Get ready for Generation T There's a huge global government tax bill waiting to be paid in the next decade



We're largely familiar with Generation X and Generation Y. But perhaps it is time to brace for the emergence of another generation in the United States-- Generation T, where T stands for tax.

This group can be described as young Americans, maybe aged 16 to 30, stuck with forking over higher taxes to pay off the debt legislators built up in the years leading up to the great recession, and then allowed to swell substantially in a bid to save the economy from disaster.

The American members of Generation T are likely to be hit with taxes their parents were lucky enough to avoid. Among the types they will get quite acquainted with is the VAT, or value-added tax. Think Canada's GST on a U.S. scale.

Nobody will like it, analysts warn, and protests are bound to bubble.
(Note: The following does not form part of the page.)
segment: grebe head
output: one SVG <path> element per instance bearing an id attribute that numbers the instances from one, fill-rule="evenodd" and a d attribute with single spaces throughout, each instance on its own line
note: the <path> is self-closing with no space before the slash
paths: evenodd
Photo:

But in the end investors will demand it in return for buying the bucket-loads of bonds Washington has to sell to finance the programs that legislators are reluctant to cut.

"The fiscal situation in the United States is not merely difficult, it is catastrophic," said Andrew Busch, global currency and public policy strategist with BMO Capital Markets. "The projections are just horrendous."
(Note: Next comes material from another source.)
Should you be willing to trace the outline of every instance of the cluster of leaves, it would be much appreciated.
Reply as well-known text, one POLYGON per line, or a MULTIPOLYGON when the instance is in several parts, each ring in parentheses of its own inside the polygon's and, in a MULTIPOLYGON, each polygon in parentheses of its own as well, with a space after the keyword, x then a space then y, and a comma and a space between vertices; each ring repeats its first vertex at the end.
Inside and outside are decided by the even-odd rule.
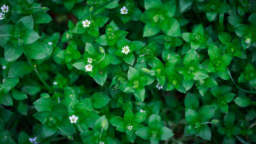
POLYGON ((255 0, 37 1, 0 0, 0 144, 256 142, 255 0))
Exacerbating the U.S. scenario is the need to fund the three major entitlement programs -- Medicare, Medicaid and Social Security. Federal spending on these three big-ticket items is set to rise from 8.4% of GDP, at present, to roughly 14.5% by 2030, the Congressional Budget Office has estimated. Meanwhile, revenue will rise only modestly from its present 18.8% level.

Americans won't be the only ones singled out with new widespread taxes. The debt-to-GDP ratios in key developed economies, including Canada's, are set to swell in the coming years. But in the U.S. case, it is projected to reach triple digits -- over 100% in 2012 -- joining the ranks of Japan and Italy.
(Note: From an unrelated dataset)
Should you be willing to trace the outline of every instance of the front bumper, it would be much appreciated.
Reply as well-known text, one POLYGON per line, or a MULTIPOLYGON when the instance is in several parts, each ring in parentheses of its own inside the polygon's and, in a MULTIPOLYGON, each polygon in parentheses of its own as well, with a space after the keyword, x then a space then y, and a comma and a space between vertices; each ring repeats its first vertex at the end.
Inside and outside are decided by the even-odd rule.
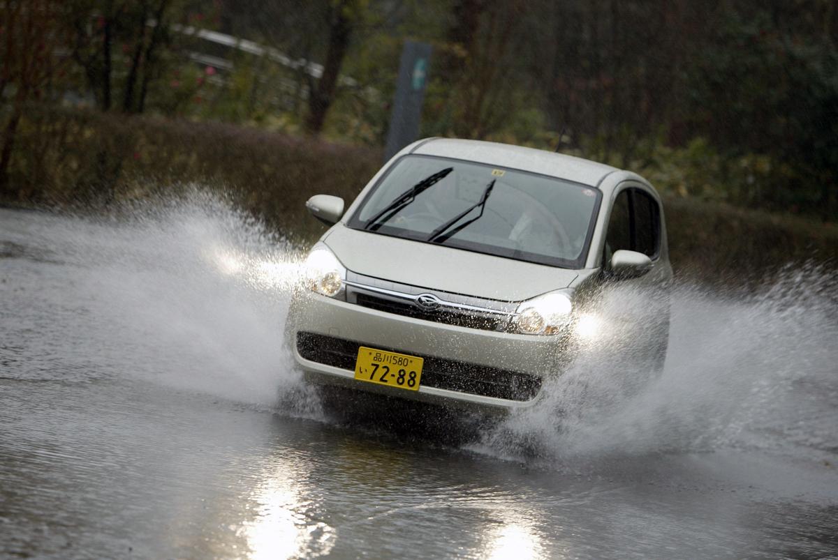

These growing debts in advanced countries will also put pressure on government imbalances as interest charges to service budget shortfalls will almost double from 1.9% of GDP in 2007 to 3.6% of GDP in 2014.

That has triggered alarm bells among the chattering classes and has prompted some prominent economists, led by Nobel Prize winner Paul Krugman, to predict that a U.S. VAT isn't just probable but inevitable.

"The reality is if you jacked up the corporate rate to the level that Washington needs, all the corporations would leave the U.S.," said Gary Clyde Hufbauer, senior fellow at the Peterson Institute for International Economics. "As for jacking up personal rates, you can't do it on the back of just millionaires -- you need to draw deep into the terrain of people, or folks that President Obama said he would never tax."

According to Mr. Hufbauer, the U.S. tax burden will have to climb significantly, from its present level of 18% to 20% of GDP to the mid-20% range.

Tax experts say a VAT is among the least-damaging taxes a government can deploy because it does not tax savings, thereby providing an incentive for people to work harder.

Other tax experts say the VAT's introduction could help fix myriad flaws in the present U.S. tax regime. Leonard Burman, director of the Washington-based Tax Policy Centre and public finance expert with the Urban Institute, said that a large fraction of households -- up to 40% -- do not pay income tax because they don't generate enough in wages or use credits to offset earned income.